The story is about Mitchel (Farrell), who was arrested several years ago for killing a man. Now that he’s out of jail, his old gangster connections want him back in the business, but Mitchel doesn’t want to go down that path again. Instead, he takes a job as a handyman/bodyguard for high-profile actress/painter Charlotte (Keira Knightley), who is being hounded by paparazzi. Big-shot gangster Gant (Ray Winstone), however, won’t let Mitchel out of the business that easily, and soon he begins threatening those closest to Mitchel. As much as Mitchel would like to walk away, he is caught not only because of his growing affection for Charlotte, but also the gnawing desire to find the young punks who killed an old friend of his and exact vengeance.
London Boulevard is an awkward movie. It tries to marry an unconventional narrative (without a central, driving mystery or satisfying closure) with more mainstream stylistic tendencies. Not having read the original book, I can’t comment on how faithful or not the movie is, but on the whole the movie lacks the brutal charm, intelligent wit, and aesthetic grace that one finds in all of Bruen’s writing. It’s like Monahan wanted to take Bruen’s black-and-blue-and-boozy world and give it blockbuster appeal. The resulting movie is too slick and not gritty enough. It's noir lite.

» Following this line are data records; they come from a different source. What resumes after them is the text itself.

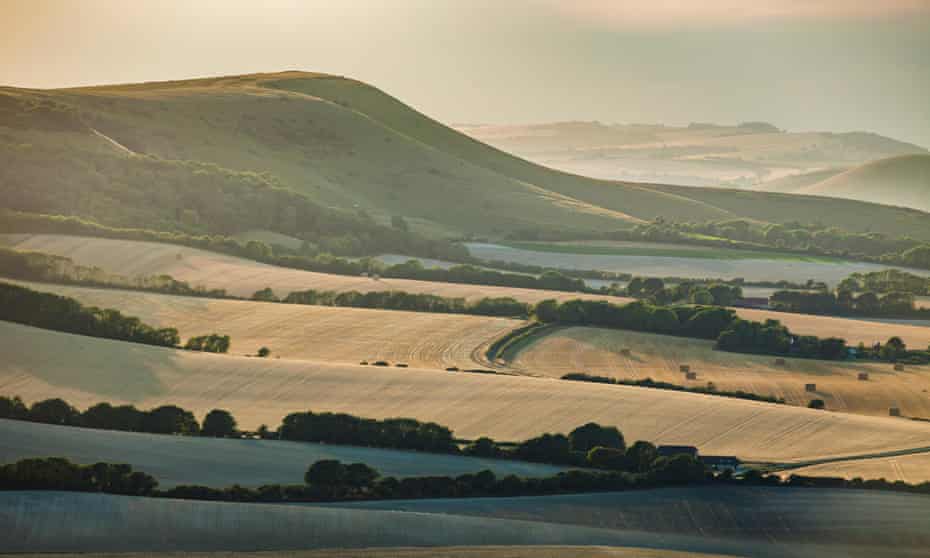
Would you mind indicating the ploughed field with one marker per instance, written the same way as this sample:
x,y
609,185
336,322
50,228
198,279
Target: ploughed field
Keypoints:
x,y
740,521
39,364
912,469
670,260
600,352
523,551
185,460
295,331
242,277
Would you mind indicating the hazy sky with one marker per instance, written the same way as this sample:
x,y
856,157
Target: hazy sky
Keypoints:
x,y
801,64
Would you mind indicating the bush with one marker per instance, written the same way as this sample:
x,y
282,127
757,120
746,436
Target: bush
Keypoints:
x,y
591,435
219,424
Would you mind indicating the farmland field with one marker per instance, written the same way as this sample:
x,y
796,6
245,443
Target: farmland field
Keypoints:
x,y
178,460
912,469
239,276
598,351
523,551
347,335
735,521
243,277
678,261
85,370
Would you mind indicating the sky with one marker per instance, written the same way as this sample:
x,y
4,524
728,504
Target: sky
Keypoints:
x,y
836,65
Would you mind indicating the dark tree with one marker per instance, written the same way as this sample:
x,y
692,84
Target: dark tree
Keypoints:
x,y
326,472
586,437
607,458
219,424
54,411
170,419
640,456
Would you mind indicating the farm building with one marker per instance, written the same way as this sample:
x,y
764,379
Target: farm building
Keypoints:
x,y
721,463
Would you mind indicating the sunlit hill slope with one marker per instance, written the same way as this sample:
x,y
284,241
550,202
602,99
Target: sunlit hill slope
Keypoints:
x,y
114,152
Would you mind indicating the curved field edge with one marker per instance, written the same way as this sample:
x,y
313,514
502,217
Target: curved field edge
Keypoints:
x,y
306,332
242,277
40,364
218,463
600,352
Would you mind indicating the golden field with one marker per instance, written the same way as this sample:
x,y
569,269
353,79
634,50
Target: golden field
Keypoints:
x,y
598,351
242,277
345,335
85,370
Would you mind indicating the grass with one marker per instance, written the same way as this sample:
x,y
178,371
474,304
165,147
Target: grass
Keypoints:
x,y
85,371
321,333
598,351
348,145
664,250
738,521
185,460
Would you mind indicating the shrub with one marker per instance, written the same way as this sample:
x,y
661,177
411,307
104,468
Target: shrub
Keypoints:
x,y
218,424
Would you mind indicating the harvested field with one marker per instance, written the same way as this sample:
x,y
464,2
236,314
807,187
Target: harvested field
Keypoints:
x,y
293,331
600,352
736,521
239,276
39,364
912,469
853,331
687,261
243,277
175,460
413,552
776,515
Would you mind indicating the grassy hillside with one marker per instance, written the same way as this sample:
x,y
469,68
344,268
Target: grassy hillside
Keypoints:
x,y
189,154
598,351
322,333
700,154
243,277
185,460
736,522
85,371
903,181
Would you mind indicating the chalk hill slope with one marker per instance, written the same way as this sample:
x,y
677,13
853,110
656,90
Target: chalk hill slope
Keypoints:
x,y
171,155
902,181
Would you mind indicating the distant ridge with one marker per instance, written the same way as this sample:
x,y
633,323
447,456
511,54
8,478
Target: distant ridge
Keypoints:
x,y
902,181
345,145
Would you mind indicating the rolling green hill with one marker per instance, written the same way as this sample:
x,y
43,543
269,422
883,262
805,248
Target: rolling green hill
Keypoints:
x,y
902,181
206,155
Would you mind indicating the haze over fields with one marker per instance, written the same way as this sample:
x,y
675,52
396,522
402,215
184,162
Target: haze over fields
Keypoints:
x,y
465,279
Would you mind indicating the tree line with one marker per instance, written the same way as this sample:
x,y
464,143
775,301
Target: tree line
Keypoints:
x,y
844,302
332,481
709,389
165,419
25,306
730,332
38,266
401,300
589,445
309,257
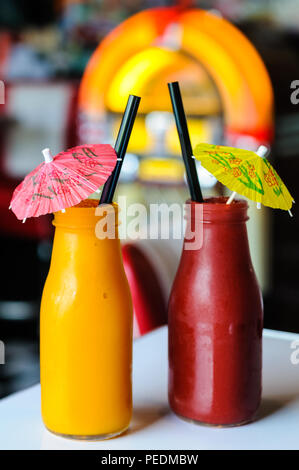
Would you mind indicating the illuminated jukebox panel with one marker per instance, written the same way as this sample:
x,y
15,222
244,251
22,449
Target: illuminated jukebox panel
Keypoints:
x,y
226,87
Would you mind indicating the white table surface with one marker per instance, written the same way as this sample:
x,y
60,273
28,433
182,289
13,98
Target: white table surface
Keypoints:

Ray Winstone, as expected, is great fun as the big, bad gangster. And even though Keira Knightley and Colin Farrell surprised me with low-key performances that were at times decent, ultimately they were inconsistent and not always in-tune with the rest of the movie. Farrell’s pretty-boy looks soften his character and he doesn’t quite reconcile the sensitive, Rilke-quoting part of his character with the brutal gangster façade. Knightley’s character, Charlotte, gives a speech about how she doesn’t like acting in most movies because she is either a sex object, or just a sponge that soaks her up male co-stars’ brooding backstory. That’s all well and good, and Charlotte’s character certainly avoids being either of those stereotypes…but her role never coalesces into anything that feels real, and her romance with Mitchel is a little too sweet and naïve for my tastes.
Some reviewers online were complaining about the lack of plot resolution and character redemption. Clearly they haven’t read Bruen’s work before. He’s not interested in such stock conclusions or easy answers, and I’m glad that Monahan at least tried something similar with his movie, even if it doesn’t work. Emotionally, he doesn't pull it off, and in terms of pacing, everything concludes a bit too quickly. Perhaps had Monahan showed more of the violence without flinching or cutting away right before the blood splatters, the nihilistic turn at the end might have carried more weight. As is, the final scene seems more like a punch line rather than the gut-punch it should.
Even though it wasn’t very good, I still was able to enjoy parts of London Boulevard. The story premise is solid, and Ray Winstone is always fun to watch, but this is far from the perfect cinematic evocation of Ken Bruen that we’ve been waiting for. Blitz (which I will review later this week) is a much better movie, and hopefully there will be even more adaptations in the future that will continue to improve.